The biggest headwind to stronger consumer spending growth is the rise in gasoline prices. Rising oil prices act much like a tax increase on consumers by reducing purchasing power for non-oil-related items. Oil prices continue to hit record or near record prices above $42 a barrel. Prices are being driven higher by a combination of strong global demand and fears of a terrorist-induced disruption in supply. With oil inventories at record levels, any relief in the fear of terrorist attacks will exert downward pressure on oil prices.
While the sales outlook may not be as robust as it was a year ago, the profit outlook continues to look strong. For the first time in many years, retailers are finding that they actually have a modest amount of pricing power. Food prices at retail are up nearly four percent from a year ago, the fastest pace of price increase in more than seven years.
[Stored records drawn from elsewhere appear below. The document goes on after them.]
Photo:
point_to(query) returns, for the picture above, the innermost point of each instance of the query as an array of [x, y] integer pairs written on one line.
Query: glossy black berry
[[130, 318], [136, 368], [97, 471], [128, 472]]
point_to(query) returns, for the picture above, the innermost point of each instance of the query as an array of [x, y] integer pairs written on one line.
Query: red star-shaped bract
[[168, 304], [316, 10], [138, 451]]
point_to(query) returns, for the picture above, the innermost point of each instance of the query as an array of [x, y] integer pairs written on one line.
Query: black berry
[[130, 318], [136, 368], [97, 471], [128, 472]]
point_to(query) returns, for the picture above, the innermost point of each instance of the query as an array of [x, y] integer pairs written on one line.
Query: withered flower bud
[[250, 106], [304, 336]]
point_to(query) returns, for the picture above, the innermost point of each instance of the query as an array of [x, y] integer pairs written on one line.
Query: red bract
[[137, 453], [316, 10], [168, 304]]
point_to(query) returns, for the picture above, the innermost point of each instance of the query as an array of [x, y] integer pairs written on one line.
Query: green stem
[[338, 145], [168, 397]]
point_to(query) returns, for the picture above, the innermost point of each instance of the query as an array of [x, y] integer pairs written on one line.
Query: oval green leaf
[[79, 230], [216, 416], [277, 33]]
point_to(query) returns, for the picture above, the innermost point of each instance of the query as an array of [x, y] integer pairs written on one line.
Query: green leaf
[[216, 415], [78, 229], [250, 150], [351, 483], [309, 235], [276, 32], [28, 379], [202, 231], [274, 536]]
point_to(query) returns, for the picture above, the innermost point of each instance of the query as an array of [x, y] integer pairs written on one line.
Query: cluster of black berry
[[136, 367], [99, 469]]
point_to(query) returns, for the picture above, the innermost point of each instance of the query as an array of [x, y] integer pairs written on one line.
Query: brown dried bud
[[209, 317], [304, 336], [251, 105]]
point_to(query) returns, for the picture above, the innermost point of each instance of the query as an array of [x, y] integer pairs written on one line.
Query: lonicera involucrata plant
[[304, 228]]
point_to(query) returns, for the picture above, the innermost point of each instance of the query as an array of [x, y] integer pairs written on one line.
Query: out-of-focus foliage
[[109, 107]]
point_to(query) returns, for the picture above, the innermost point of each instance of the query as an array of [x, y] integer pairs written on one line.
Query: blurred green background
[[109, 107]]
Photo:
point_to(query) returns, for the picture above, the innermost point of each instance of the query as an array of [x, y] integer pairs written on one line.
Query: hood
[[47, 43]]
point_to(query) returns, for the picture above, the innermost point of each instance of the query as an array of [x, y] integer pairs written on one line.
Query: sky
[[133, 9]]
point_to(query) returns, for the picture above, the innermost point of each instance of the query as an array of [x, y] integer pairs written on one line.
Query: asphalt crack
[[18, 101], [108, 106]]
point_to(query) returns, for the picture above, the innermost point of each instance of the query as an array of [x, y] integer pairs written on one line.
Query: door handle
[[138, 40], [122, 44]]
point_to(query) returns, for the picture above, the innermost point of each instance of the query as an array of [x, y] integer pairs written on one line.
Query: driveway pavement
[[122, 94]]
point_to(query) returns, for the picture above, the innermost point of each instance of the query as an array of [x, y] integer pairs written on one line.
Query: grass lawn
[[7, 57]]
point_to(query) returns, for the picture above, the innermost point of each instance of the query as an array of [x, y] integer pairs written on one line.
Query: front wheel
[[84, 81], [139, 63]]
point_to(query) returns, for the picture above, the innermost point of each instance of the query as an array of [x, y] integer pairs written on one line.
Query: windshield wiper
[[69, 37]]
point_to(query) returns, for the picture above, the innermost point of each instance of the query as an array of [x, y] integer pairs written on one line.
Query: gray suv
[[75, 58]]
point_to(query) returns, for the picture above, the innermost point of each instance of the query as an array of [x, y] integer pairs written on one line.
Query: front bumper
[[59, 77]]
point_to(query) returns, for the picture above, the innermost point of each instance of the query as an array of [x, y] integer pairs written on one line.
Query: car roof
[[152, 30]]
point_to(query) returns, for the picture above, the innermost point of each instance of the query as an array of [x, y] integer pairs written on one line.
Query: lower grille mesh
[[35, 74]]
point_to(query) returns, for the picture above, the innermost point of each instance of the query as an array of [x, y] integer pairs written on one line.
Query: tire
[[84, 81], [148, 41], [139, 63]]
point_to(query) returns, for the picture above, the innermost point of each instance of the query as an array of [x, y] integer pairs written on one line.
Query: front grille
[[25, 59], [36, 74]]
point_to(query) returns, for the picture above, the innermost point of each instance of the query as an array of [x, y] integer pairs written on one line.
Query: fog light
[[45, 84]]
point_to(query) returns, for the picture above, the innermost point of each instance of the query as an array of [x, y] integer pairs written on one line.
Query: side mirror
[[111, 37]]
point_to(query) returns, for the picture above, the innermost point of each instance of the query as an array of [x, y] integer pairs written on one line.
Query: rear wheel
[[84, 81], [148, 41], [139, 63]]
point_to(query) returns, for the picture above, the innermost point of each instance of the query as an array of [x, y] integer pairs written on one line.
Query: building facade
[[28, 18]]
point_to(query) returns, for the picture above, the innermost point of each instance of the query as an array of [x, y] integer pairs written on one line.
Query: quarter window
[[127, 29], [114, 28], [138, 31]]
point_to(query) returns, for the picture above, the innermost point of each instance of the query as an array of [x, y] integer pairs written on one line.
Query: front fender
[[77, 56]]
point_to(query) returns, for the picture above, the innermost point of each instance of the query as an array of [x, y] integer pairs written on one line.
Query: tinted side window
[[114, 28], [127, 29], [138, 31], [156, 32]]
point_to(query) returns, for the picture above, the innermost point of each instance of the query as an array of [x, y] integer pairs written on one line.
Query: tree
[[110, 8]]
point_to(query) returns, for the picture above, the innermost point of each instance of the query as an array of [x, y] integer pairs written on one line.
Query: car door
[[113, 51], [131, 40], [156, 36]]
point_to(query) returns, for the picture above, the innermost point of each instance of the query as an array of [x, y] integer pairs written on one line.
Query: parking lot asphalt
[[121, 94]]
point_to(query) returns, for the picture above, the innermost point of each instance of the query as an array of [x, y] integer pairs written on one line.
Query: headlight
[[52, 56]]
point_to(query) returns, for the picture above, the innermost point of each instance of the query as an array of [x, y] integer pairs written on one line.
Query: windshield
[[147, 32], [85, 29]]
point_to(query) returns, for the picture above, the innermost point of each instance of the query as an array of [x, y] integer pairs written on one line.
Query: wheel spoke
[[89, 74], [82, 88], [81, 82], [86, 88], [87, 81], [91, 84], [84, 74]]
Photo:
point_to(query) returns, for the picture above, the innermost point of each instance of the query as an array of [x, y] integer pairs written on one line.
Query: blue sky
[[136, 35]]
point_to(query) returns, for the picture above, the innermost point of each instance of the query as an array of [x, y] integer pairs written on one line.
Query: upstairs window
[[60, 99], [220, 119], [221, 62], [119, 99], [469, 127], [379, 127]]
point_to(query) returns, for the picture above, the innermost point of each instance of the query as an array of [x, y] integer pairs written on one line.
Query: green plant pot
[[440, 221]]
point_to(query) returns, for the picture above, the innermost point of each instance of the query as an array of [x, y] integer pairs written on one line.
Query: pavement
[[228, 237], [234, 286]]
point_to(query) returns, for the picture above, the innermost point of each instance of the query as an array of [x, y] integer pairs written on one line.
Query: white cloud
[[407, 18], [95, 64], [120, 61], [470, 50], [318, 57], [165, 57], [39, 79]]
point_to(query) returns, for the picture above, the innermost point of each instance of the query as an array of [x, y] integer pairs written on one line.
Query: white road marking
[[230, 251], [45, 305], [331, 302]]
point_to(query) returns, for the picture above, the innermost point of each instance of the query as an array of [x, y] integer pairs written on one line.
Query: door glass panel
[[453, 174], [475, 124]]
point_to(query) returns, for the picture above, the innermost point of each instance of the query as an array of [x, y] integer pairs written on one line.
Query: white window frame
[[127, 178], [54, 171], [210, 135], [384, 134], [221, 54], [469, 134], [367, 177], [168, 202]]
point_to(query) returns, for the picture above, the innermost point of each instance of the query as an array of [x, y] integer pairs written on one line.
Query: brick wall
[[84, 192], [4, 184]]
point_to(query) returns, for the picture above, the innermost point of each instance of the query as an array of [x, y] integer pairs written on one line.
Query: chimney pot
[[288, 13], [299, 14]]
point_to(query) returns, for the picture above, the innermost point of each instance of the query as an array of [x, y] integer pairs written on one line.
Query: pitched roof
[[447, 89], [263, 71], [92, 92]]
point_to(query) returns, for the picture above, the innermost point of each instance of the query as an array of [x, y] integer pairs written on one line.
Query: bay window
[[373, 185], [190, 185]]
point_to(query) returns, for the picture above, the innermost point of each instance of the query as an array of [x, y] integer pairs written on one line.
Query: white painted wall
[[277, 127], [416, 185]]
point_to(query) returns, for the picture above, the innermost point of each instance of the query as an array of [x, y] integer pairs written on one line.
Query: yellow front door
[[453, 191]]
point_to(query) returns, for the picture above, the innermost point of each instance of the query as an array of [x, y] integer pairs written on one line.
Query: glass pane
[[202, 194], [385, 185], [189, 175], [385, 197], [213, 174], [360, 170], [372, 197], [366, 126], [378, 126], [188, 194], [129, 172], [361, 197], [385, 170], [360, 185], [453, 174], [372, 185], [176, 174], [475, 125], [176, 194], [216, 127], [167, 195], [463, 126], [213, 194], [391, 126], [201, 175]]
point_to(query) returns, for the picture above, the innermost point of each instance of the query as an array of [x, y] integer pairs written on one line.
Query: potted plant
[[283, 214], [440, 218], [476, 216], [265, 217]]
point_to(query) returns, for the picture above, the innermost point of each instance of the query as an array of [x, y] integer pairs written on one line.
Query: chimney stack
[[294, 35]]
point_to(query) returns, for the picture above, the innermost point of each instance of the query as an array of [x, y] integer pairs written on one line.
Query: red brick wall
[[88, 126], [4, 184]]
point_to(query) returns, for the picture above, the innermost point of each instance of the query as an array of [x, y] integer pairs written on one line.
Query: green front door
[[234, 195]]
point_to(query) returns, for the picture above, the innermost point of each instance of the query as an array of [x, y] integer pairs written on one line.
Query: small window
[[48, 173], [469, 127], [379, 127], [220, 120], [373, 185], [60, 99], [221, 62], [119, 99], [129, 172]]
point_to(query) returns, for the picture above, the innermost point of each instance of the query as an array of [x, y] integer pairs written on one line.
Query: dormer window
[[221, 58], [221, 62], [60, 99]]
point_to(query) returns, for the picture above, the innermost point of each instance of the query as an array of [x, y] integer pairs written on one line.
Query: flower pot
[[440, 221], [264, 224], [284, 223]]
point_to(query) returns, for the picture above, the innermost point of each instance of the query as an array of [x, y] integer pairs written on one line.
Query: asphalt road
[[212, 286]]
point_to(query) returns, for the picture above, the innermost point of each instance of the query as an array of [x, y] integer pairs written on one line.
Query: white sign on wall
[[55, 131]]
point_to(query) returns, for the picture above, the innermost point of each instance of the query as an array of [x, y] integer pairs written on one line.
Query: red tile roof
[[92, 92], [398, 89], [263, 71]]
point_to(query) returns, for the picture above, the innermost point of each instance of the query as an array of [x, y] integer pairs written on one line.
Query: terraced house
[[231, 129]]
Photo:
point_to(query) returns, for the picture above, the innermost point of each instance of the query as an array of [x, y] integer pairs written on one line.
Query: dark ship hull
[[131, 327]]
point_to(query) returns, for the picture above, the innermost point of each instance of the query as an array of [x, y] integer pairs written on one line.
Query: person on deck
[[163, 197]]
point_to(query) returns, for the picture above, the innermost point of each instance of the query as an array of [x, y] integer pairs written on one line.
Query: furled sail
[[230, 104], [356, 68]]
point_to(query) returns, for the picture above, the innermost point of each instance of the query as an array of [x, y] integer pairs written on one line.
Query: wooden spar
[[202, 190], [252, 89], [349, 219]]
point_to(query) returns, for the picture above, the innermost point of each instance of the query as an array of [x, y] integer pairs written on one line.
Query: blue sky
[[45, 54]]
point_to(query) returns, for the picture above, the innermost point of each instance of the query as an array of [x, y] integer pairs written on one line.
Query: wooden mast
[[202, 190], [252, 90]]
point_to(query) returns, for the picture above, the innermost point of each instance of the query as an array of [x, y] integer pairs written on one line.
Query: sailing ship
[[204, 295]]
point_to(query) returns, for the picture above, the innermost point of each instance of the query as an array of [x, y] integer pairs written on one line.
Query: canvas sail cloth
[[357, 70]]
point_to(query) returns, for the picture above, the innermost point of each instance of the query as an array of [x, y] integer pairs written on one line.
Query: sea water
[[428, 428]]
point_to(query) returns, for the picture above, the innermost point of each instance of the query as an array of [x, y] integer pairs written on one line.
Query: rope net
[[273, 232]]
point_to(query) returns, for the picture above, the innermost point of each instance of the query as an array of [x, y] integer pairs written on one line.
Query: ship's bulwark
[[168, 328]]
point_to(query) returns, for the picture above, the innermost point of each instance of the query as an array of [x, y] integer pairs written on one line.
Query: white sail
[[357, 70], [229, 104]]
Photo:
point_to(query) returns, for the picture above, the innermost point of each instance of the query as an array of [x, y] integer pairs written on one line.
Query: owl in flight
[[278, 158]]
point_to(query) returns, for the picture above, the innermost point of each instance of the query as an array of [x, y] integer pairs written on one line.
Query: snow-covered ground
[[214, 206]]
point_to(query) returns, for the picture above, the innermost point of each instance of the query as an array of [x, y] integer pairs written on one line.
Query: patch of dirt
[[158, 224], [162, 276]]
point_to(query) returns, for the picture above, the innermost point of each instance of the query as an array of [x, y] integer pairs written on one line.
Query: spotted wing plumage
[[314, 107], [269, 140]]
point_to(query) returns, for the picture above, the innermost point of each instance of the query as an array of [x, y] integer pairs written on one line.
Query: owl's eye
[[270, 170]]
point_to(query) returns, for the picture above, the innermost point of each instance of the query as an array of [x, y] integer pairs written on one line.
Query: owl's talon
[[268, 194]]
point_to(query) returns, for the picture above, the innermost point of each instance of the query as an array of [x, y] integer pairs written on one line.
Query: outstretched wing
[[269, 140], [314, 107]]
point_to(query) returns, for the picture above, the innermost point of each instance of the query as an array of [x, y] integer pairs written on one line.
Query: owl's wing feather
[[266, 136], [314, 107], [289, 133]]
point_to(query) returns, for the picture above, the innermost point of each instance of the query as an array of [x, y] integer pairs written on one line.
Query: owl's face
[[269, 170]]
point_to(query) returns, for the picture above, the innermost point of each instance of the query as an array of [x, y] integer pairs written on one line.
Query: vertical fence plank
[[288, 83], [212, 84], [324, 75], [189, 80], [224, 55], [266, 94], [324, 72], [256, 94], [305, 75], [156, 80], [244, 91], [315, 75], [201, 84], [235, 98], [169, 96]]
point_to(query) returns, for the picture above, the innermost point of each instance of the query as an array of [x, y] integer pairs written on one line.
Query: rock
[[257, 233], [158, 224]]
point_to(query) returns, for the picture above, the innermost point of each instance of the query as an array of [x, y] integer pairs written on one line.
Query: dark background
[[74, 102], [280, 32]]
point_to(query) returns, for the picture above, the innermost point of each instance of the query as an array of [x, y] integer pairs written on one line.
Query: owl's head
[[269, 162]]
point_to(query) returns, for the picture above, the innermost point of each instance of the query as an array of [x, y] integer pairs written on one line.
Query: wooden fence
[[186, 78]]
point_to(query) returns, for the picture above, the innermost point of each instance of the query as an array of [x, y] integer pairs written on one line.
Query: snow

One of the reasons for the return of pricing power is the continued improvement in inventory control. Inventory-to-sales ratios are at record low levels nearly across the board. Retailers are no longer forced to resort to price promotional activity to move unwanted inventory. The combination of improved pricing power and inventory coupled with disciplined cost control as seen in the modest increase in retail employment levels points to a very good profit environment for retailers.

Food and Drug Retailers
Unlike much of the rest of the retail sector, food and drug retailers did not have a blowout holiday season in 2003. Sales since the first of the year have been steadily accelerating off of their mid-2003 lows. Rising prices for both food and pharmaceuticals will continue to boost sales growth and profitability.


For the rest of 2004, sales growth should continue to move sidewise to slightly higher. For the holiday season, sales growth should come in around 6.5 percent, up from 4.6 percent in 2003.

Convenience Stores
Convenience stores turned in a solid holiday sales season in 2003. After strong sales in the first half of the year, holiday season spending rose 6.8 percent from the previous year. Since the first of the year, rising gasoline prices have sent sales growth soaring.
The outlook for the holiday season depends largely upon the future direction of gasoline prices. Stable prices will leave sales growth in the high teens. Falling prices will push sales growth down to the high single digits. A further rise in gas prices will send sales growth above its current growth rate in the low 20s. Given the high level of oil and gasoline inventories, prices should head lower, barring some disruption in supply.

Mass Merchants
More than many lines of retail trade, mass merchants depend heavily on a good holiday season to make their sales and profit numbers for the year. Last year, mass merchandisers posted a solid sales gain of 6.5 percent. Since the first of the year, sales have continued to accelerate as mass merchandisers benefited directly from last year's tax cuts and larger-than-expected tax refunds.

With stronger comparables, mass merchants will see the pace of their sales growth begin to slow as the holiday season approaches. Despite this slowdown, sales growth for the holiday season should come in around 6 percent, down just slightly from a year ago.